In our current ASMX world we adopted a model of creating ServiceManager static classes for our interaction with web services. We're starting to migrate to WCF, attempting to follow the same model. At first I was dealing with performance problems, but I've tweaked a bit and we're running smoothly now, but I'm questioning my tactics. Here's a simplified version (removed error handling, caching, object manipulation, etc.) of what we're doing:
public static class ContentManager
{
private static StoryManagerClient _clientProxy = null;
const string _contentServiceResourceCode = "StorySvc";
// FOR CACHING
const int _getStoriesTTL = 300;
private static Dictionary<string, GetStoriesCacheItem> _getStoriesCache = new Dictionary<string, GetStoriesCacheItem>();
private static ReaderWriterLockSlim _cacheLockStories = new ReaderWriterLockSlim();
public static Story[] GetStories(string categoryGuid)
{
// OMITTED - if category is cached and not expired, return from cache
// get endpoint address from FinderClient (ResourceManagement SVC)
UrlResource ur = FinderClient.GetUrlResource(_contentServiceResourceCode);
// Get proxy
StoryManagerClient svc = GetStoryServiceClient(ur.Url);
// create request params
GetStoriesRequest request = new GetStoriesRequest{}; // SIMPLIFIED
Manifest manifest = new Manifest{}; // SIMPLIFIED
// execute GetStories at WCF service
try
{
GetStoriesResponse response = svc.GetStories(manifest, request);
}
catch (Exception)
{
if (svc.State == CommunicationState.Faulted)
{
svc.Abort();
}
throw;
}
// OMITTED - do stuff with response, cache if needed
// return....
}
internal static StoryManagerClient GetStoryServiceClient(string endpointAddress)
{
if (_clientProxy == null)
_clientProxy = new StoryManagerClient(GetServiceBinding(_contentServiceResourceCode), new EndpointAddress(endpointAddress));
return _clientProxy;
}
public static Binding GetServiceBinding(string bindingSettingName)
{
// uses Finder service to load a binding object - our alternative to definition in web.config
}
public static void PreloadContentServiceClient()
{
// get finder location
UrlResource ur = FinderClient.GetUrlResource(_contentServiceResourceCode);
// preload proxy
GetStoryServiceClient(ur.Url);
}
}
We're running smoothly now with round-trip calls completing in the 100ms range. Creating the PreloadContentServiceClient() method and adding to our global.asax got that "first call" performance down to that same level. And you might want to know we're using the DataContractSerializer, and the "Add Service Reference" method.

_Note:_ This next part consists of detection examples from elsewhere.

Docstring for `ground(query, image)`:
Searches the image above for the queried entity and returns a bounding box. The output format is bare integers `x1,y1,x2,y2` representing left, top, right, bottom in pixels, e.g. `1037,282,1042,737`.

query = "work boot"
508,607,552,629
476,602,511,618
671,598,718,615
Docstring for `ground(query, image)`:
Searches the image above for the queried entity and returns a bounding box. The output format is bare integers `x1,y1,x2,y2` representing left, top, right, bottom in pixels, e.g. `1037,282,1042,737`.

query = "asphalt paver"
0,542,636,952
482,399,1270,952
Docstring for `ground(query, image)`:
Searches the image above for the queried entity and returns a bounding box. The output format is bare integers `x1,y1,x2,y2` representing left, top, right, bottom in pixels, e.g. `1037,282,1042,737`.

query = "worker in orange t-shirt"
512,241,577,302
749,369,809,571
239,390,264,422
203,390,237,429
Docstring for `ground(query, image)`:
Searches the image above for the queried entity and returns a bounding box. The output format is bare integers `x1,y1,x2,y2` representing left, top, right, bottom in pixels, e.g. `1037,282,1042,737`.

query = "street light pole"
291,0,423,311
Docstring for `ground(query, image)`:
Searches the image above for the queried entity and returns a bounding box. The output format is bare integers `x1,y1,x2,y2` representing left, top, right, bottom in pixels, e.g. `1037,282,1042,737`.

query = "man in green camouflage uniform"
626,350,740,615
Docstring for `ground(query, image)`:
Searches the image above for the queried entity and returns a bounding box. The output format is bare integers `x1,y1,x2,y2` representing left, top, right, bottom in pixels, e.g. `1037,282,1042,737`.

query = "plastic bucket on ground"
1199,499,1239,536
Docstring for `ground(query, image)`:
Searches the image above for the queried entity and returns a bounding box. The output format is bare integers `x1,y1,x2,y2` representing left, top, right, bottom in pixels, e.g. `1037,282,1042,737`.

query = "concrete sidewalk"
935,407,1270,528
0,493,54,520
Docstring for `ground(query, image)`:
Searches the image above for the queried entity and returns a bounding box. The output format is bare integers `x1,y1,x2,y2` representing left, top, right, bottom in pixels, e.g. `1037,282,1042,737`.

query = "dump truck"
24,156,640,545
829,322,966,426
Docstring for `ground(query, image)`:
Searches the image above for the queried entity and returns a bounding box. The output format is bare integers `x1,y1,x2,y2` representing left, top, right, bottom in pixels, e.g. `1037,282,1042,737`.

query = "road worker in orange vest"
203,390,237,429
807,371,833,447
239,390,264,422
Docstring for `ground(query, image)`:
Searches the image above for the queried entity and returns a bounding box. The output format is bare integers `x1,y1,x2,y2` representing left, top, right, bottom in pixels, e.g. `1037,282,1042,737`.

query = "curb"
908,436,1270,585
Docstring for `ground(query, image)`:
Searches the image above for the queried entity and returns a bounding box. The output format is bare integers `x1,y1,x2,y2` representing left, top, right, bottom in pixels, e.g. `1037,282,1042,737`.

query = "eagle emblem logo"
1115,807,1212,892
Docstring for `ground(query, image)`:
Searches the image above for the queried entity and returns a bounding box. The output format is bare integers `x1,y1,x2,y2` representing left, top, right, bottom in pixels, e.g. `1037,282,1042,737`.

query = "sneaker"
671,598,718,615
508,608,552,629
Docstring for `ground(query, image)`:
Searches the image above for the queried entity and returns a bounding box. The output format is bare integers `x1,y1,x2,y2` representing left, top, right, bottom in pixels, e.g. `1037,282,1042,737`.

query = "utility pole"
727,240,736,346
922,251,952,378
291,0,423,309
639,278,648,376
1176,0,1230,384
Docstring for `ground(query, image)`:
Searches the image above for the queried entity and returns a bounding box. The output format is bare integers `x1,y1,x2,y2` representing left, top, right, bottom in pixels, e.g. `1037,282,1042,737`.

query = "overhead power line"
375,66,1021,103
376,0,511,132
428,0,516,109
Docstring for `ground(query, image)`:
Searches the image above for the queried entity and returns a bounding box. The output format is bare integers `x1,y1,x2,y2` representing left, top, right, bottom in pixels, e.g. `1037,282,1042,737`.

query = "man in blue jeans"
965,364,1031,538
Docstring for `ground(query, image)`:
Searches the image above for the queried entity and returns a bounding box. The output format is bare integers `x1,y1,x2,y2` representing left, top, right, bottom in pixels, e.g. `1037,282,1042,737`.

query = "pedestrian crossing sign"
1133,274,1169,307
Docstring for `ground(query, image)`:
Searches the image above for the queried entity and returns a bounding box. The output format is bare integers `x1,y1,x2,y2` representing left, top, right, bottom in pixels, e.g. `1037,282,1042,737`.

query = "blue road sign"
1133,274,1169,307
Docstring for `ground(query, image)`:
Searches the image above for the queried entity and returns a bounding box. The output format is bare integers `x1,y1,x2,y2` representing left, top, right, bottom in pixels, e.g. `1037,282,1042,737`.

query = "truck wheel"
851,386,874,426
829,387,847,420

I've done a lot of reading on static classes, singletons, shared data contract assemblies, how to use the ChannelFactory pattern and a whole bunch of other things that I could do to our usage model...admittedly, some of its gone over my head. And, like I said, we seem to be running smoothly. I know I'm not seeing the big picture, though. Can someone tell me what I've ended up here with regards to channel pooling, proxy failures, etc. and why I should head down the ChannelFactory path? My gut says to just do it, but my head can't comprehend why...
Thanks!
ChannelFactory is typically used when you aren't using Add Service Reference - you have the contract via a shared assembly not generated via a WSDL. Add Service Reference uses ClientBase which is essentially creating the WCF channel for you behind the scenes.
When you are dealing with REST-ful services, WebChannelFactory provides a service-client like interface based off the shared assembly contract. You can't use Add Service Reference if your service only supports a REST-ful endpoint binding.
The only difference to you is preference - do you need full access the channel for custom behaviors, bindings, etc. or does Add Service Reference + SOAP supply you with enough of an interface for your needs.